Eric Bledsoe i jego agent Rich Paul, po całych wakacjach bezowocnych rozmów, w końcu dogadali się w sprawie kontraktu. Strony przystały na pięcioletnią umowę o wartości $70mln.
Suns zdali sobie sprawę z tego, że jeśli 24-latek podpisze teraz tylko kwalifikowaną ofertę ($3.7mln) przez rozpoczęciem sezonu, to najprawdopodobniej stracą go latem 2015 roku.
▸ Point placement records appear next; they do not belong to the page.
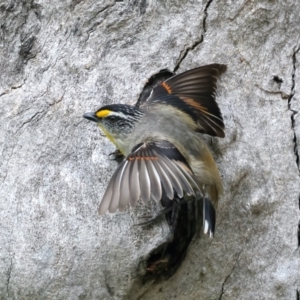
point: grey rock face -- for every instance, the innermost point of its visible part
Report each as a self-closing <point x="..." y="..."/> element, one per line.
<point x="60" y="59"/>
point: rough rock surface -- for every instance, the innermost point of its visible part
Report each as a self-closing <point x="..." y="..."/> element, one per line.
<point x="60" y="59"/>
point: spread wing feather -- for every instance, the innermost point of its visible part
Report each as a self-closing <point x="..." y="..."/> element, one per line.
<point x="193" y="92"/>
<point x="153" y="168"/>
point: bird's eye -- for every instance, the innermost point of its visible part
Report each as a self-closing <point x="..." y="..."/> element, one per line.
<point x="113" y="119"/>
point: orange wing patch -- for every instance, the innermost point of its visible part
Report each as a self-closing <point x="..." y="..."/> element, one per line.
<point x="167" y="87"/>
<point x="194" y="104"/>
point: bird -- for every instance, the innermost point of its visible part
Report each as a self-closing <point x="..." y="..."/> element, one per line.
<point x="160" y="139"/>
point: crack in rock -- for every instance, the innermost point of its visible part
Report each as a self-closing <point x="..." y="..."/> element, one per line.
<point x="294" y="113"/>
<point x="228" y="276"/>
<point x="187" y="49"/>
<point x="8" y="277"/>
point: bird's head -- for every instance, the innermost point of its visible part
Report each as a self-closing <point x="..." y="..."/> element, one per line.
<point x="117" y="121"/>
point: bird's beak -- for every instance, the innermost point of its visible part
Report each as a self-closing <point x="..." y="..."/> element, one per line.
<point x="91" y="116"/>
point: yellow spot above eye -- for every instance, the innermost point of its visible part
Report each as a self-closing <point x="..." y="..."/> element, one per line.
<point x="103" y="113"/>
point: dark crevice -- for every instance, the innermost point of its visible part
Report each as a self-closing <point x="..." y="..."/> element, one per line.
<point x="228" y="276"/>
<point x="294" y="113"/>
<point x="186" y="50"/>
<point x="8" y="278"/>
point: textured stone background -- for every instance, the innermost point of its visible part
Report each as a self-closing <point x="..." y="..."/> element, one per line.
<point x="59" y="59"/>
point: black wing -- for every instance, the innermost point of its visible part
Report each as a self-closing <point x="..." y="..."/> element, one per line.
<point x="194" y="93"/>
<point x="151" y="169"/>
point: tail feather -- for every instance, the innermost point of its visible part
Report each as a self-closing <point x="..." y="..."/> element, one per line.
<point x="209" y="217"/>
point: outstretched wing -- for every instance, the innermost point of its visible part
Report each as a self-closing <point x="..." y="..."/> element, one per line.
<point x="151" y="169"/>
<point x="194" y="93"/>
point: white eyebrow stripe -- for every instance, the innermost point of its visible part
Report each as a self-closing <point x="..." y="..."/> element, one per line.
<point x="117" y="114"/>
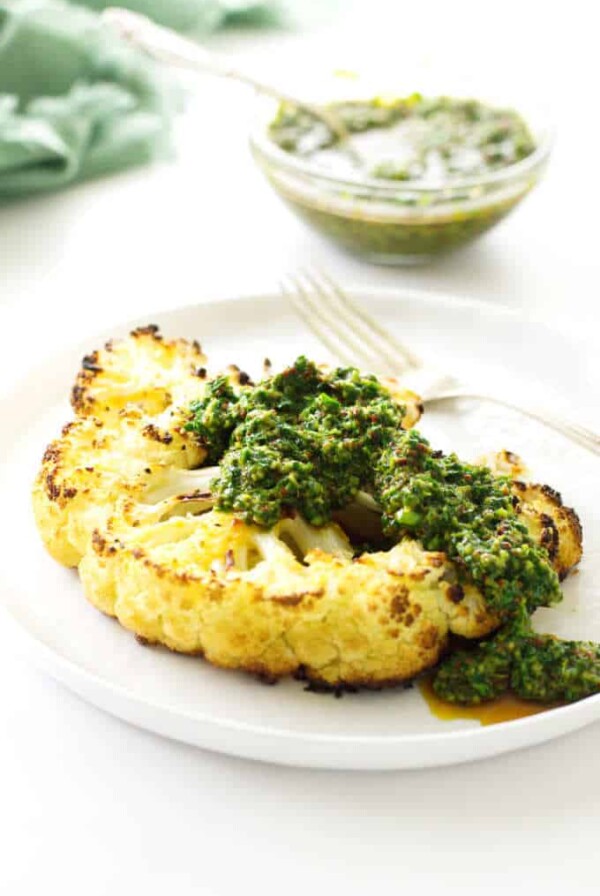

W tym samym czasie wolnymi agentami będą Goran Dragic i Gerald Green. Negocjowanie na kilku frontach do łatwych nie należy, dlatego klub zdecydował sięgnąć głębiej do kieszeni by zadowolić Bledsoe i jego agenta.
Suns, na samym początku wolnej agentury oferowali mu czteroletni kontrakt o wartości $48mln. Eric, głosem swojego agenta, domagał się ok. $84mln płatnych w pięć lat. Była to maksymalna oferta, jaką Bledsoe mógł dostać od Słońc na tym etapie swojej kariery.
Rozbieżności były tak duże, że strony zerwały negocjacje na wiele tygodni.
W międzyczasie pojawiały się wątki transferu z udziałem Bledsoe – m.in. za Kevina Love’a do Minnesoty.
I właśnie z Minneapolis pojawił się sygnał, który prawdopodobnie dał drużynie z Arizony "kopa" do działania.
Wolves, nieoficjalnie, dali do zrozumienia, że są skłonni zapłacić za Bledsoe $63mln na mocy czteroletniego kontraktu. W związku z tym, że Leśne Wilki nie posiadały w salary odpowiedniej ilości wolnych środków, konieczne było dogadanie się z Suns w sprawie
sign-and-trade.
To dało Suns do myślenia i ostatecznie pociągnęło za spust dalszych zdarzeń.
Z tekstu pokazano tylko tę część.